Zu Besuch am E-Mobilitätstag in Zug
Tatsächlich ist der Stromverbrauch eines Elektroautos nicht unwesentlich. Die meisten Modelle auf dem Markt verbrauchen zwischen 15 und 20 Kilowattstunden Strom auf 100 Kilometer. Das klingt erstmal nach wenig. Doch wer regelmässig mit dem Auto unterwegs ist, legt pro Woche schnell einmal mehr als 100 Kilometer zurück. Aufs Jahr sind das knapp 1000 Kilowattstunden Stromverbrauch. Das entspricht circa einem Viertel des Stromverbrauchs eines 4-Personen-Haushalts in einem Mehrfamilienhaus.
Bleibt der Tesla bei einer Strommangellage also womöglich in der Garage? zentralplus hat sich in der Szene umgehört – am E-Mobilitätstag in Zug.
«Manche Kunden finden es den falschen Zeitpunkt für den Kauf eines Elektroautos.»
Igor Sesar, Verkaufsberater VW Amag Zug
Hier dreht sich alles um die Elektromobilität. Rund dreissig Unternehmen und Vereine präsentieren ihre Produkte. Es gibt allerhand verschiedene Fahrzeuge – vom E-Scooter über die elektrische Vespa, den Elektro-VW-Bus bis hin zu den schweren E-Autos von Tesla und Audi. Die meisten dieser Autos lassen sich probefahren und auch das Rahmenprogramm widmet sich voll und ganz dem Thema Strom – einzig die Bratwürste am Grillstand werden mit Gas grilliert.

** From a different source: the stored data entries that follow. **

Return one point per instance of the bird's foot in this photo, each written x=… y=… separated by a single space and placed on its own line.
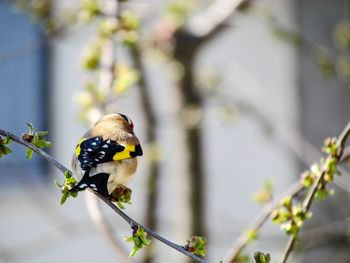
x=121 y=194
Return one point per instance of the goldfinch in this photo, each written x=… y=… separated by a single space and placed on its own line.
x=105 y=158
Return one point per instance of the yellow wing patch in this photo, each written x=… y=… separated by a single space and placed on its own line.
x=78 y=149
x=125 y=154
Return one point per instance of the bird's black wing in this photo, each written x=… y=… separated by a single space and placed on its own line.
x=93 y=151
x=97 y=183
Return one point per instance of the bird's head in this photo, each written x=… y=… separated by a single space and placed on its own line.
x=120 y=120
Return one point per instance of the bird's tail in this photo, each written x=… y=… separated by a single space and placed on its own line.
x=97 y=182
x=82 y=185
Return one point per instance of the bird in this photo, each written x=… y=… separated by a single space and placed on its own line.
x=106 y=156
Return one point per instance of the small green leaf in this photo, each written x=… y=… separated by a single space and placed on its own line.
x=31 y=128
x=260 y=257
x=29 y=153
x=139 y=238
x=64 y=197
x=197 y=245
x=251 y=234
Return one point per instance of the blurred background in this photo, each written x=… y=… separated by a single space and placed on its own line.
x=226 y=97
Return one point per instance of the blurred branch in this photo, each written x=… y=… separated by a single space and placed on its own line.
x=243 y=240
x=106 y=79
x=128 y=219
x=216 y=15
x=151 y=128
x=263 y=216
x=311 y=194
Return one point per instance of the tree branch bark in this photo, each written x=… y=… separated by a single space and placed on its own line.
x=311 y=194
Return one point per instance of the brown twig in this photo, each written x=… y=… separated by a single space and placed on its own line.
x=128 y=219
x=259 y=221
x=151 y=206
x=295 y=189
x=311 y=194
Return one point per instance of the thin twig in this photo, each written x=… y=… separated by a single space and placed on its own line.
x=311 y=194
x=128 y=219
x=106 y=230
x=259 y=221
x=262 y=217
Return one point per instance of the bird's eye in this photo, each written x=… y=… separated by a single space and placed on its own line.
x=128 y=120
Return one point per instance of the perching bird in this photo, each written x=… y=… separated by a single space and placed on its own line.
x=105 y=158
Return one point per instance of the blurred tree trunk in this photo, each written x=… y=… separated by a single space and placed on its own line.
x=151 y=138
x=185 y=53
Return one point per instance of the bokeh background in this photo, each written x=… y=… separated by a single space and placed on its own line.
x=218 y=113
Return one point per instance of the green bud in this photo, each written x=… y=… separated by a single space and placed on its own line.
x=260 y=257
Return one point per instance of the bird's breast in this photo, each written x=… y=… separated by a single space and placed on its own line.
x=120 y=172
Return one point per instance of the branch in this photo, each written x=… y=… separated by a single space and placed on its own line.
x=311 y=195
x=97 y=217
x=128 y=219
x=259 y=221
x=263 y=216
x=214 y=17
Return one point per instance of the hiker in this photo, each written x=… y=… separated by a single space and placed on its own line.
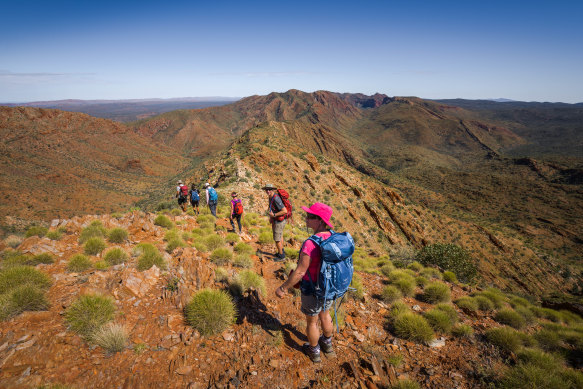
x=211 y=198
x=277 y=217
x=182 y=195
x=307 y=270
x=194 y=198
x=236 y=211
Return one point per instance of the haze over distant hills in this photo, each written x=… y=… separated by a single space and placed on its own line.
x=130 y=109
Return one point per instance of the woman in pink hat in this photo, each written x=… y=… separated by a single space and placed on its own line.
x=318 y=219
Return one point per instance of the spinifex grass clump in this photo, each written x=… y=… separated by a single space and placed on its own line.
x=247 y=280
x=213 y=242
x=117 y=235
x=243 y=248
x=78 y=263
x=436 y=292
x=115 y=256
x=94 y=230
x=221 y=256
x=36 y=230
x=163 y=221
x=111 y=337
x=88 y=313
x=210 y=311
x=413 y=327
x=449 y=257
x=94 y=246
x=149 y=256
x=22 y=288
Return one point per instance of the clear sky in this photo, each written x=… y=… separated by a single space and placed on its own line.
x=522 y=50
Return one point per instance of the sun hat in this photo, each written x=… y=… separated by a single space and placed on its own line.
x=322 y=210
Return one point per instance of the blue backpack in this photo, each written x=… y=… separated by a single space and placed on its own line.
x=194 y=195
x=213 y=194
x=336 y=268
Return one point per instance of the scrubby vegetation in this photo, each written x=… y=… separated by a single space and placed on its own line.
x=210 y=311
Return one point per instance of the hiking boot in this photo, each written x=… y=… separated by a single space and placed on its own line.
x=312 y=352
x=326 y=346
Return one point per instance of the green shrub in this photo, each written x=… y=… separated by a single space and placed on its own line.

Wie ist die Stimmung an einem solchen Ort, angesichts einer drohenden Strommangellage? Zusammengefasst: Unaufgeregt.
Kunden verschieben Kauf eines neuen Autos
Der Verkaufsberater am Tesla-Stand sagt uns zwar: «Die Energiekrise ist schon ein Thema bei den Kunden. Einige fragen wegen der hohen Strompreise und befürchten, dass sich diese in den Ladekosten fürs Elektroauto niederschlagen.» Der Berater muss in diesen Fällen einräumen, dass ein Ladevorgang im nächsten Jahr zwar teurer wird. Doch ein Elektroauto verbrauche wesentlich weniger Energie auf 100 Kilometer als eines mit Verbrennungsmotor. «Es ist die effizienteste Antriebsart», betont er.
Ähnlich klingt es bei Igor Sesar, Verkaufsberater für VW-Modelle bei Amag Zug. Eine gewisse Unsicherheit sei bei den Kundinnen durchaus zu spüren. «Schliesslich ist die Situation auch sehr fragil und niemand weiss, wohin sich die Preise entwickeln.» Sesar ergänzt aber: «Das gilt auch für die Benzin- und Dieselpreise.»
«Es ist uns bewusst, dass die aktuelle Marktlage eine Verunsicherung sein kann für Interessenten der Elektromobilität. Der Kauf eines Autos ist aber eine langfristige Überlegung.»
Valentina Betschart, Verein Elektromobilität Zug
Es komme darum vor, dass manchen Kunden den Neukauf eines Autos verschieben: «Sie finden es den falschen Zeitpunkt für den Kauf eines Elektroautos und wollen einige Monate abwarten, bis sich die Situation auf den Energiemärkten einpendelt.» Dass das Elektroauto wegen einer Strommangellage auf der Strecke bleibt, hält er für unrealistisch. «In der Schweiz ist man kaum bereit, aufs Auto zu verzichten. Wir haben uns an diesen Komfort gewöhnt.» Zudem richte sich die gesamte Autoindustrie in Richtung E-Mobilität aus. Der Bundesrat könne dieser Entwicklung nicht einfach den Stecker ziehen.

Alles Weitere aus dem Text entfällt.